See, when I was a kid, games came on a cartridge, and if you had a broken launch, you were probably going to go out of business sitting on 50,000 useless ROMs or hoping those chips were electrically erasable only to learn what mask ROM actually meant on the invoice sheet 😂. By contrast, today, folks like CD Projekt Red I think deserve great props because while they had an absolute shit-show launch, unlike many they have actually stuck around and maintained their games. Games come out all the time riddled with deal breaking problems, and if we’re lucky, the major ones get fixed or well known enough to avoid.

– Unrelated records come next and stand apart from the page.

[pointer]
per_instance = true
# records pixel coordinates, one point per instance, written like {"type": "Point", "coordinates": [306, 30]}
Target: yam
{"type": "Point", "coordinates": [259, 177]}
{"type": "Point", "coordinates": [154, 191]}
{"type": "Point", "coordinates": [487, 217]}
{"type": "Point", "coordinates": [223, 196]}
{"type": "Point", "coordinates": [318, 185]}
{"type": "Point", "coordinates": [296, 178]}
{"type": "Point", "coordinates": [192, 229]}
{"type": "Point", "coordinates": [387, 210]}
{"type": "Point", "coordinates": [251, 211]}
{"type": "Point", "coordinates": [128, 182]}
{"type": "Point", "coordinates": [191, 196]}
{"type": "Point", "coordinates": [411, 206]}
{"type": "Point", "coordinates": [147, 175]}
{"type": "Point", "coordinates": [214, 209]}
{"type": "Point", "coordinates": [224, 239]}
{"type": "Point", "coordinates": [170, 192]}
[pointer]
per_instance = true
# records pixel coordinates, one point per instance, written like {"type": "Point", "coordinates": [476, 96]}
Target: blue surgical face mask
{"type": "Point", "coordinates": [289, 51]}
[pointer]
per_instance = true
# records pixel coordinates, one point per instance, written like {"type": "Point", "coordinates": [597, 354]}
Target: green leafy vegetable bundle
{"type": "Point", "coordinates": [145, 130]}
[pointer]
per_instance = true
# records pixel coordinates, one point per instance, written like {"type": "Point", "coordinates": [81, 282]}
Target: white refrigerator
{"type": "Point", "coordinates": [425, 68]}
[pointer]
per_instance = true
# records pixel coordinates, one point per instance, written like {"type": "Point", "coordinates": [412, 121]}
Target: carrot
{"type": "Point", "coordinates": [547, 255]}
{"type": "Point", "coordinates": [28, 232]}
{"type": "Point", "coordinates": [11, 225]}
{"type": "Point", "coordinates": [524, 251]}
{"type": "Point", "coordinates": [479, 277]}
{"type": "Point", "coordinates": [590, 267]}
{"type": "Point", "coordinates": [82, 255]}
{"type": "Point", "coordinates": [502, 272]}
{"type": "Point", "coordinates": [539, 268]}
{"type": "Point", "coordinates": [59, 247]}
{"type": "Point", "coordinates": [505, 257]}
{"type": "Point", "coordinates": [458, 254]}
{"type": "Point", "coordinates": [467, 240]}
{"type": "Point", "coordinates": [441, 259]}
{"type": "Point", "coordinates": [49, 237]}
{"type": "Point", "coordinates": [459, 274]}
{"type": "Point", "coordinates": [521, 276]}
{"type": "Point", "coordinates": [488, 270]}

Something that always sucked about PC gaming was patch maintenance. You have the disc, you put it in the closet, but ahh crap where did you put the CD-R with the patch and map files to play online or fix random crashes, or other stuff? Those issues only became more critical over time as games become increasingly less “complete” at launch.

One of the reasons I never took strongly to modern consoles and physical media is the installation model. Back when games ran off the disc, I think it was a fair trade. You avoid the storage cost and slow-ass downloads of the era in favor of shuffling and storing media. Not a terrible deal, whether you prefer it or loath it, it’s a mostly fair trade. Then we reached the era where BD-ROMs at best included installation files to go on the console’s HDD just like the age of Windows 9x/XP gaming. More typically however, discs that were useless without downloading just as much data in updates or served as little more than a licensing token.

That’s why for example, most of my Xbox One games were purely digital. There was really no “real” point from the actual gameplay experience for the majority of games I played, the only real impact was having to have the disc in the drive for what was going to be a download anyway.

Nintendo’s Switch I think is a somewhat interesting middle ground, but one that will probably fade into obsolesce soon enough. Game cards of Nintendo’s own games largely run off card with updates stored locally, and most other vendors simple don’t give a fuck. If it costs $15 to produce a game card when you were already losing money off producing a $2 disc, folks don’t have to think hard about releasing digitally or code-in-a-box. I personally hate the concept of code-in-a-box, but understand the reasoning behind it.

The sad thing IMHO, is that we don’t take things to a logical next level. The problem with the Game Card model is that it doesn’t reflect how games are made anymore, just like the optical disc model–it doesn’t store updates. The only way to solve that is to make it field programmable, which like the issue of enough bandwidth to feed modern high end graphics, is best done with solid state memory. But we kinda miss the twisty point: the storage.

If we’re unwilling to pay for the storage capacity, the media is too expensive, and if we have to install locally, that storage capacity is just a net waste–a license key on a disc or card doesn’t solve real problems, not ones that can’t be solved digitally. You can create decent systems to move license keys between accounts, but it’s not in corporate interests. Being able to run a 200 GB video game off physical media small enough to worry about your three year old swallowing it, and not having to install all that crap to the console, now that is a harder problem to solve.

But I kind of wish we would solve that problem, or at least try to solve it. I would much rather swap a handful of memory cards or slot-able solid state drives than manage “Well, how much shit fits, and how much shit can I just redownload later.” That’s a problem we can sort of solve in modern environments, but isn’t being solved by physical media itself.